Nudging to save lives!

A good friend Nirajan Rajadhyaksha sends this superb article which shows how behavioral insights are being used to save lives in Mumbai. (Nudges Blog pointed to an earlier article as well)

People in Mumbai usually cross railway tracks in order to get quickly on the other side, leading to many accidents and loss of lives:

The suburban rail system in the Indian megalopolis of Mumbai is best visualized as two slim arteries cutting through a crowded peninsula. On a map, the Western Line runs due north; the Central Line begins similarly, then wanders away into the city’s northeastern parts. These two lines and a couple of adjunct capillaries, making up a rail network dating back to 1857, carry roughly 7 million commuters a day, some of them over distances as long as 75 miles.

Every mile of this network runs through dense pockets of population, houses, and buildings; these are often just yards away from the tracks, separated at best by a low wall. Sixty percent of the length of the Central Line, for instance, has slums on either side. At rush hour, trains barrel through every couple of minutes, and pedestrian bridges over the tracks are rare. As a consequence, the most popular way for pedestrians to get between east and west Mumbai is to dash illegally over unguarded sections of the tracks.

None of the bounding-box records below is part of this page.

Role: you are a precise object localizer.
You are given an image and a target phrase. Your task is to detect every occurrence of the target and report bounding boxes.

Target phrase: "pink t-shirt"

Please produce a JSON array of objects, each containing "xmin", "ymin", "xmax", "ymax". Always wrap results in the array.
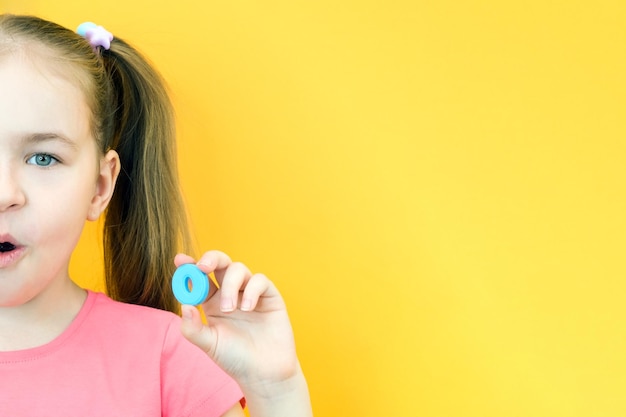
[{"xmin": 0, "ymin": 292, "xmax": 243, "ymax": 417}]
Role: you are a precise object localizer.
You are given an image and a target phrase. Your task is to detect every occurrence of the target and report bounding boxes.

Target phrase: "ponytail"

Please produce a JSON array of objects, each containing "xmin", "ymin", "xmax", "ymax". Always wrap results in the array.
[{"xmin": 101, "ymin": 39, "xmax": 190, "ymax": 311}]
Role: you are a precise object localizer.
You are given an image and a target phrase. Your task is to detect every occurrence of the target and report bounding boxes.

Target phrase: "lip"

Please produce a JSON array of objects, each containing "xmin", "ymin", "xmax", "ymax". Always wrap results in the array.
[{"xmin": 0, "ymin": 234, "xmax": 26, "ymax": 269}]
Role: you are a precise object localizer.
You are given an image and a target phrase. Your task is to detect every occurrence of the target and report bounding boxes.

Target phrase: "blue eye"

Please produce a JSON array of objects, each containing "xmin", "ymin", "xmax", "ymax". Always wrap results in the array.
[{"xmin": 26, "ymin": 153, "xmax": 59, "ymax": 167}]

Even where there are pedestrian bridges people prefer to cross changing trains etc. For instance, in Mumbai you have both slow and fast trains. Former stops at all stations and latter at few selected stations. So people change tracks as say a slow or a fast is late/cancelled. Here the trains are hugely crowded and people travel a lot of distances. Hence, there is always pressure to be quick to reach workplace on time. Uusal rational approaches like Caution signs and warnings do not seem to be working as well. In many stations, there are inspectors who charge a stiff penalty and even put you into a jail for crossing, but still people cross. Imagine the pressure.

Hence, there are experiments to prevent people from crossing these tracks.

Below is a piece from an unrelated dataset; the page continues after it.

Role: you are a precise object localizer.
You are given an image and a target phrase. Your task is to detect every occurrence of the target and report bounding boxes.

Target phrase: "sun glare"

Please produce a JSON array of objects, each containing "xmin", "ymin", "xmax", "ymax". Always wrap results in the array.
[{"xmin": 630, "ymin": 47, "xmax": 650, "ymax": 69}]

For just over a year, however, an experiment at Wadala station, on the Central Line, has been hinting at unorthodox solutions to this problem. On the surface, the experiment involves small, odd changes. Certain railway ties have been painted bright yellow; a new kind of signboard has been installed near the tracks; engine drivers have modified the way they hoot their warning whistles.

This modest tinkering has had dramatic results. In the six months before the experiment went live in December 2009, Wadala had recorded 23 track-crossing deaths, said M. C. Chauhan, a manager with the Central Railway’s Mumbai division. Between January and June 2010, that number had dropped to nine; in the next eight months, up until February 2011, only one death was registered. “We think the project is a huge success,” Chauhan said.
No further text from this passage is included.